Death in the social, civic everyday
As the human population grows, cities around the world are running out of cemetery space. Cremation is only adding to the pollution that is already releasing toxins into our air. The notion of death being of an uncelebrated status amongst everyday life, particularly in the UK.
As we are all aware, the current pandemic of Covid-19 is causing the need for unprecedented measures to be taken across the world, with the death toll rising by the thousands everyday. In the UK, temporary morgues are having to be set up around the country, along with the government rules turning traditional funeral practices on their head. With limited options for current solutions, it can be said the need for innovative, ecologically progressive and socially-conscious funerary processes that are intertwined with everyday life is of paramount.


Past, present and future
The proposal stems from an overarching framework narrative of a Palimpsest, where the site is showing traces of history somehow whitewashed.

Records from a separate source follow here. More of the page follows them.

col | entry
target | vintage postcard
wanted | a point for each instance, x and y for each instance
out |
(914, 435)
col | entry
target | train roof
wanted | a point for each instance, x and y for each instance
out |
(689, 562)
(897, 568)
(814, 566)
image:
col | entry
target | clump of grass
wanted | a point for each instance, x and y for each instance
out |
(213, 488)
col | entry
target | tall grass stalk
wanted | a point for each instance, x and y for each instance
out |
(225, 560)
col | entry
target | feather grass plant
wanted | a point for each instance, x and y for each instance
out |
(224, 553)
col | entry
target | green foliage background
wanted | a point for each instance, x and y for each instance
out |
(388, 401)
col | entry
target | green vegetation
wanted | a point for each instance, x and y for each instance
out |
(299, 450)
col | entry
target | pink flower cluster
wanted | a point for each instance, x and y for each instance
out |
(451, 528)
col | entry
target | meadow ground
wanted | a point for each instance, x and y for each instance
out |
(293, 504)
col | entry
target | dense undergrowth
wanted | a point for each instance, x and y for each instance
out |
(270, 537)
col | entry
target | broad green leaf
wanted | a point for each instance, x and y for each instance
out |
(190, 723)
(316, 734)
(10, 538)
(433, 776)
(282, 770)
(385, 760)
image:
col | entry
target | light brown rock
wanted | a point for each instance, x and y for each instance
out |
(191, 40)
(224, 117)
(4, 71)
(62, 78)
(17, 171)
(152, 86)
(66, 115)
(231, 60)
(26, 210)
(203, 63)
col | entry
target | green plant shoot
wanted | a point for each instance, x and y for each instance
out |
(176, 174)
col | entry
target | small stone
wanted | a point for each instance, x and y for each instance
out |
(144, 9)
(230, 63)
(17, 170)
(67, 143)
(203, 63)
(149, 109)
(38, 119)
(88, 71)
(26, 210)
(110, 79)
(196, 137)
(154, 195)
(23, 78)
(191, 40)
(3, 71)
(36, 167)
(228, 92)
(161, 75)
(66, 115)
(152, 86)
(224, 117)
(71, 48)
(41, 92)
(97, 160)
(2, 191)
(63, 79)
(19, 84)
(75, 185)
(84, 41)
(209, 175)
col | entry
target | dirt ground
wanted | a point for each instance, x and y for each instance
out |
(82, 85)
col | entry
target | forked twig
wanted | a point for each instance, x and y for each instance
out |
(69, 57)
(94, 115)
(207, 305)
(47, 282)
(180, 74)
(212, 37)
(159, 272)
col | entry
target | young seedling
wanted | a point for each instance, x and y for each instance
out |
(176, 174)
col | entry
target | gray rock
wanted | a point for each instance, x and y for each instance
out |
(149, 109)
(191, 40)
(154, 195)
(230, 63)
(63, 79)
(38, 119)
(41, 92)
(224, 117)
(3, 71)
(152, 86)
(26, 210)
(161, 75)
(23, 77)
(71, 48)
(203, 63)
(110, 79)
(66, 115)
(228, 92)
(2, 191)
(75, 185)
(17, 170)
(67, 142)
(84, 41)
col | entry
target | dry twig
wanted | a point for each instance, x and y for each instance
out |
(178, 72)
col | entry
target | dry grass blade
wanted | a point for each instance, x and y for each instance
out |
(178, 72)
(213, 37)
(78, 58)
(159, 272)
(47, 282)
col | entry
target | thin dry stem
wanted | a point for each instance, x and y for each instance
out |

Rooted analysis into St Peters Church, ‘No Place’ Naval Memorial and the former Royal Naval Hospital shown there was once a proud reliance between these three somewhat sites of nurture in the war cause.
A proposed processional route from St Peters Church, through the currently forgotten ‘No Place’ naval memorial, leads to this destination proposal that takes a poetic and innovative notion of cemetery.


A responsible alternative
Disposition occurs within discrete Anaerobic Bioconversion Vessels — utilizing microbial methanogenesis to break down organic matter — distilling the corpse to its basic chemical and biological components. Energy, in the form of light, will be produced through the generation of methane via anaerobic carbon cycling. Small amounts of remaining organic compounds provide nutrients for plant growth, while inert inorganic content will be suitable as a memento, equivalent to memorial cremains.


Life flourishes
The project includes a small chapel, situating at the destination of a delicate water channel from St Peters church. The multiuse chapel entails a flower bed, maintained by the church schools and community groups, allowing an essence of growth and life to be picked from and placed upon either a personal memorial, or even placed upon the naval memorial admits of particular military remembrance days.


future hope
In future ambition, throughout a fresh woodland of trees in Victoria Park, a network of body memorial vessels can be implemented, where by decomposed matter from the body is exchanged into sustainable energy, taking the form of a soft glowing luminescence transferred through an elegant aluminium prop into the canopy of the trees. This challenges the current outdated and damaging funerary processes by bringing together ecological resiliency and sensitive remembrance on both social and intimate levels.